Monday 9 May 2011

US pharma: more corrupt than you think

The pharma industry certainly has its fair share of corruption and just today Dr Jacques Servier, president of France’s second biggest pharma company Servier, has been forced to deny allegations that his company was able to keep a dangerous drug on the market because of his high level political friends.

But corruption in Europe is but a drop in the ocean compared to how the industry works in the US. For starters, drugs cost about double on the US market than in Europe because they know they will pay it – there are no HTA’s or cost-effectiveness bodies there (as the American right constantly shout down the use ‘death panels’) to check to see if a drug is worth the price, so pharma will push the cost as far as they can get away with.

This week, a new dodgy practice has come to the fore, as the Federal Trade Commission released its report on ‘pay for delay’ on generic drugs.

How it should work is that an R&D led company will develop a drug, sometimes with the help of a biotech firm, and if it passes all the necessary pre-clinical and clinical trials and is approved by a regulator, it will be the intellectual property of that company(ies) for around 12 years (depending on a number of factors) and is protected under patent.

At the end of its patent life, small generic firms will copy the patented drug and sell its own version for a much lower price – sometimes as much as 90% cheaper.

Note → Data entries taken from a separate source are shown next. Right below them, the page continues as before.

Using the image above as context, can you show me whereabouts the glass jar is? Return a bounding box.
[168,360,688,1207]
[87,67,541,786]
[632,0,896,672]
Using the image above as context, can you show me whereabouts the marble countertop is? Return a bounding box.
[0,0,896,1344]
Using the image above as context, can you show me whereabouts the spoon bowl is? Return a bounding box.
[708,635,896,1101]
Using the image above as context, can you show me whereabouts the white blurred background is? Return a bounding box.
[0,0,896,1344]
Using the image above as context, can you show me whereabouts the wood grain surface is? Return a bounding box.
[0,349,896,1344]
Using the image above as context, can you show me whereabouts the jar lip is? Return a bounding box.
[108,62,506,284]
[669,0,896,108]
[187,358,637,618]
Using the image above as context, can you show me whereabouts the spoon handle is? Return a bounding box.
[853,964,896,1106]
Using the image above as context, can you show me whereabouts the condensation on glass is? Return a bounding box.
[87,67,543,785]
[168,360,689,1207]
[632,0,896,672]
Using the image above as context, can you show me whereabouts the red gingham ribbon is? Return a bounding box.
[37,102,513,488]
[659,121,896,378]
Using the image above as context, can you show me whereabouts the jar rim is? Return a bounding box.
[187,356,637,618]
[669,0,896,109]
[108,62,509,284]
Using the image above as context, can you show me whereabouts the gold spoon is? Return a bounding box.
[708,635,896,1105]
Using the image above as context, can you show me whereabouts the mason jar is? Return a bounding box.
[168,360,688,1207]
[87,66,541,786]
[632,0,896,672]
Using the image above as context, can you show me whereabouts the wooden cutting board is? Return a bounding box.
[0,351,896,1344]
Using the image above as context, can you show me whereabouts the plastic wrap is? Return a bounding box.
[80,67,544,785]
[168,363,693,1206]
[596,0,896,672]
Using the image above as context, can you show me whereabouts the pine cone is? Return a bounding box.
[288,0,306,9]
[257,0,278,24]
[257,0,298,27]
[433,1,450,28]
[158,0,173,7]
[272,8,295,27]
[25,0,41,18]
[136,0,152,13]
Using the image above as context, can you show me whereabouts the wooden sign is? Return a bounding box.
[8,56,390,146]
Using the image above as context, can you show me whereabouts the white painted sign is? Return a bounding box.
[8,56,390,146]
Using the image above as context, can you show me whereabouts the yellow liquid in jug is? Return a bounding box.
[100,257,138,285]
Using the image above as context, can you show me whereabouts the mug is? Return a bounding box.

This will not need to go through clinical trials – the expensive element of pharma – as it has already been proves safe, and will pass through regulatory proceedings very quickly.

Basically, these companies are looking to make a quick profit and a quick turn around by forgoing the innovative process and banking on what they know works. But this also works out for patients as we can see significant savings on once pricey drugs.

This is also good for competition as it protects a company for a number of years, incentivizing innovation.

But the FTC has found that pharma companies are paying these generic firms to delay launching their cheaper versions in order to eek out more revenue from a drug.

And these can be big numbers - the statin Lipitor, the world’s biggest selling drug, has been making between $10 billion and $13 billion a year in global sales for nearly 14 years.

Its developer Pfizer will lose its US patent protection on the drug this November, meaning nearly all this revenue will be wiped off their books almost overnight by generic firms. If, however, it could pay those firms a few million dollars to delay making a generic version of their drug, they would be paying a small amount of money to keep those revenues for an extra year or so, artificially increasing its patent.

In fact the FTC report found, unsurprisingly, that firms paid by big pharma delayed the launch of their generic version by an average of 17 months, meaning that drug was priced artificially high for nearly a year and a half in the US, just so companies could make more money.

The FTC’s report also found that the number of these agreements has increased by more than 60 % - up from 19 in 2009 to 31 in 2010.
Overall, the deals reached in the latest fiscal year involved 22 brand-name pharma products, with combined annual US sales of about $9.3 billion.
The FTC’s chairman Jon Leibowitz didn’t pull any punches: “Collusive deals to keep generics off the market are already costing consumers and taxpayers $3.5 billion a year in higher drug prices,” he said.
As Leibowitz said: “The increasing number of these deals is a win-win proposition for the pharmaceutical industry, but a lose-lose for everyone else.”